WHALES CONTINUE TO SUFFER FROM HUMAN-INDUCED TRAUMA RESULTING FROM FISHING ENTANGLEMENTS IN SOUTH AFRICA
The EMS Foundation formally requested from the Honourable Minister Barbara Creecy, by means of a letter dated 07 September 2020[1], an immediate moratorium on the use of non-movable fishery devices due to multiple fatal whale entanglements. We have, unfortunately, yet to receive an answer, to our request.
On the 23rd of September 2020 the death of a Humpback was recorded in Sardinia Bay, Nelson Mandela Bay.
Dr Greg Hofmeyer, conducted the necroscopy on the whale. He concluded that a fishing line from a long-line fishing boat wrapped around and cut into the body of the mammal, eventually rendering the whale unable to swim or feed. Flesh grew and festered around the wound and the whale slowly died. “This animal was really badly injured and was probably floating for a number of months while being unable to feed, before eventually die of starvation.”[2]

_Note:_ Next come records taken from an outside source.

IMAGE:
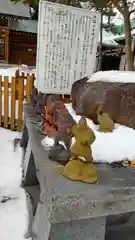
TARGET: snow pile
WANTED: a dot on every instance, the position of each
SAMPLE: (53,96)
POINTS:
(13,213)
(113,76)
(108,147)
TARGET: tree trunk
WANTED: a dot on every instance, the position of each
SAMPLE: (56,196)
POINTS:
(101,42)
(128,38)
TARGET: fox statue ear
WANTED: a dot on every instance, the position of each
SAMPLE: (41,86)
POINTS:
(82,122)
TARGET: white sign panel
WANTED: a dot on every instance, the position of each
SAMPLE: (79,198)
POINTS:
(67,46)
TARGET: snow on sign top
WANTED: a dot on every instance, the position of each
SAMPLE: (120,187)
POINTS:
(67,45)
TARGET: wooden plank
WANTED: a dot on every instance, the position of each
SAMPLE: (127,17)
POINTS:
(0,100)
(13,102)
(6,105)
(29,85)
(20,103)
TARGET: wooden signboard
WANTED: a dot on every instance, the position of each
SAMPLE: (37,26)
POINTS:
(67,46)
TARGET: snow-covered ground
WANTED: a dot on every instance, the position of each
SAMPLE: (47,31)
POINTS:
(13,213)
(10,72)
(108,147)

Dr Hofmeyer also reported a further two incidents in his interview with SABC News. “On the same day that the whale came ashore we also found on the beach a White-chinned Petrel, a type of sea bird, also entangled in fishing gut, and a dolphin washed ashore with a series of parallel cuts on its back which could only have been caused by a vessel propeller. Three animals have been killed here, directly because of human behaviour.”